5 thoughts on “What highlights tells us

  1. Of course it’s significant! Even if only for you personally. I highlight in my e-books and put sticky notes in the paper ones. Some refer to blog post ideas, some are actual blog research and some are favourite passages. In War and Peace I have different colour highlights for different characters 😀

    • Like you, I highlight using ebooks,. I used to highlight in physical copies too, but when I wanted to quote, my technique (holding the book in one hand and picking out letters with the other) didn’t impress me much. Your way of handling War and Peace strikes me as being excellent.

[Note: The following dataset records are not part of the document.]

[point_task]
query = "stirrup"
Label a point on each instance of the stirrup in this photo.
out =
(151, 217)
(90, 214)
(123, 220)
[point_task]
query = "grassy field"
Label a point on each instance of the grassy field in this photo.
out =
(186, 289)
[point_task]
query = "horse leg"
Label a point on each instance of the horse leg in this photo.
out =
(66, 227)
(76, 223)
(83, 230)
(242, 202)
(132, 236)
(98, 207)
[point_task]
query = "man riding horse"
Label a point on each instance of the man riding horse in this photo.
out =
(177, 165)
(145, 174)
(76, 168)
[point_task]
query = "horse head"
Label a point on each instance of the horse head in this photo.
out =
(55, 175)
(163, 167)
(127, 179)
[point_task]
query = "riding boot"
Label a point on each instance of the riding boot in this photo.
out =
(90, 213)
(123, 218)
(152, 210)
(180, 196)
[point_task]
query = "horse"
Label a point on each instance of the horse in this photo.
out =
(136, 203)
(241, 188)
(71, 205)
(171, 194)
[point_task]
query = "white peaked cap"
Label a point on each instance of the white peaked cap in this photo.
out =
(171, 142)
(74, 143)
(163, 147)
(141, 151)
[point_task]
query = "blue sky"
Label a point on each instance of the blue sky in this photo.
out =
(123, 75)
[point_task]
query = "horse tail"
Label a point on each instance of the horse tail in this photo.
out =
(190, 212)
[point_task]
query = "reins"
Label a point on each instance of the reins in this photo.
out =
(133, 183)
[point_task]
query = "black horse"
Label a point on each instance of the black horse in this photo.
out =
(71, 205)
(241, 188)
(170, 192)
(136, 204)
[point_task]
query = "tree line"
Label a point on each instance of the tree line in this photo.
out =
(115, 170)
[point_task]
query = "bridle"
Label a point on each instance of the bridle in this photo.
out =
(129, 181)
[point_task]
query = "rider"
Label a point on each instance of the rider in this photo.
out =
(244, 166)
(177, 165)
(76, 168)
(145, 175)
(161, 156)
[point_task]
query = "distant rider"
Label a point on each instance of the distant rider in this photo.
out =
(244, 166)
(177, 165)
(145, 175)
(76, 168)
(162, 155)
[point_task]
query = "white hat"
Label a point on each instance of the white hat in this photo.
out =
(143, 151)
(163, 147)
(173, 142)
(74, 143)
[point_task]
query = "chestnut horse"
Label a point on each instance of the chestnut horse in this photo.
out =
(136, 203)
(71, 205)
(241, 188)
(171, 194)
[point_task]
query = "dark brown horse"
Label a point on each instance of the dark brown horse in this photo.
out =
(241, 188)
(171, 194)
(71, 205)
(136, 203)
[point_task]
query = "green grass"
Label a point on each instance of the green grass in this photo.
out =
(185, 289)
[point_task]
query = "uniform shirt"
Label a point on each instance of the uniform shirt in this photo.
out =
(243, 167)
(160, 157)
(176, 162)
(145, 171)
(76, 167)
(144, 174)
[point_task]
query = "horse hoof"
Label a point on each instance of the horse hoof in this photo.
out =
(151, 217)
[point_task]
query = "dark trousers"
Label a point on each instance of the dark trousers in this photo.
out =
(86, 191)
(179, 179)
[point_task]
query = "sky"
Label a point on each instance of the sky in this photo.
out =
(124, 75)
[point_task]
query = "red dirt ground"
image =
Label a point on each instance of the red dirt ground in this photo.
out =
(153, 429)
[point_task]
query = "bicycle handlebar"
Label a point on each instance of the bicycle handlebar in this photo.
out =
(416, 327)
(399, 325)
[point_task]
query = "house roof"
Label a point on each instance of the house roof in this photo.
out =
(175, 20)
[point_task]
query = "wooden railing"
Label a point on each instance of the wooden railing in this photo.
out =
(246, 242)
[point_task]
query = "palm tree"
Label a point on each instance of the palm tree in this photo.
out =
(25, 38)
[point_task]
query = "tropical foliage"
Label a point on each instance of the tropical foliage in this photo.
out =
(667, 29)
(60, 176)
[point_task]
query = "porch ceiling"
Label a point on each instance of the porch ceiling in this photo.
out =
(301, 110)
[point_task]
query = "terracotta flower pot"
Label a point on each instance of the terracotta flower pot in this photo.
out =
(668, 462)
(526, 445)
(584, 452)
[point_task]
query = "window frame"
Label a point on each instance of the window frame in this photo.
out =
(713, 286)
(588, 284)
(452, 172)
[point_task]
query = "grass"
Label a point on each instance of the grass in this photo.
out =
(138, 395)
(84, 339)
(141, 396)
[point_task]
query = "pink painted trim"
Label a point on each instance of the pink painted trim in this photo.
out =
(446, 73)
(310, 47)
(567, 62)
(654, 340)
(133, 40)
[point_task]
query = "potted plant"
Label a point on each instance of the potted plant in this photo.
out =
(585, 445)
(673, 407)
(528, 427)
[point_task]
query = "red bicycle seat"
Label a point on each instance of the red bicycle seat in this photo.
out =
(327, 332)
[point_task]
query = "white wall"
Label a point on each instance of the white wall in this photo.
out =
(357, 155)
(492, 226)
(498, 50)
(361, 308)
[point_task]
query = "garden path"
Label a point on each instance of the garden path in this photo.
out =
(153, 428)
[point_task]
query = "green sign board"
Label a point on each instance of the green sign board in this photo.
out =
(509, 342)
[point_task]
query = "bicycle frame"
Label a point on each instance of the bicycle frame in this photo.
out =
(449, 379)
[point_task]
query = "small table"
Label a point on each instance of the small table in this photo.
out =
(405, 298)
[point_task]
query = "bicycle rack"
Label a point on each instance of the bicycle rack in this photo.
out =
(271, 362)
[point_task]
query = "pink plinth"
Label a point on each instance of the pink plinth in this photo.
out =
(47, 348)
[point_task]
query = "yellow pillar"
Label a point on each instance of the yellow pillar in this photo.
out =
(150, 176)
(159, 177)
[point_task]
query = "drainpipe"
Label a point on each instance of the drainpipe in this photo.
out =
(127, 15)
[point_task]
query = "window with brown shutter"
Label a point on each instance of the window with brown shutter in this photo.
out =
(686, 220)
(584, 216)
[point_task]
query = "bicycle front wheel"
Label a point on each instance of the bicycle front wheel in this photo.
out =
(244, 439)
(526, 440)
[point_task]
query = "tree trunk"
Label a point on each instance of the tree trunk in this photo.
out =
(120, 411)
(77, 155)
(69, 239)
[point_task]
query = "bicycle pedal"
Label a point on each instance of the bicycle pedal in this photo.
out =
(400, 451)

It may even be an example of what some refer to as para-linguistic markers!

      • With a book like War and Peace it is certainly handy to have a e-book so that you can easily search the contents. I’ll have to look up para-linguistics markers.

  2. Hmm, I struggle with Ferrante – I disliked the (standalone story) The Lost daughter so deeply that I never quite finished it. Later I was mesmerised by the first of the Neapolitan quartet, My Brilliant Friend. I have only read one Simenon, The Blue Room, and that got me thinking. I wouldn’t turn to either author to de-stress. I’m reading Gareth Williams Unravelling the Double Helix – the lost heroes of DNA – fascinating and unexpected.

  3. I haven’t read the Lost Daughter. In struggle with Ferrante too. I like Simenon because the violence occurs off-stage and it’s all about what goes on in the mind.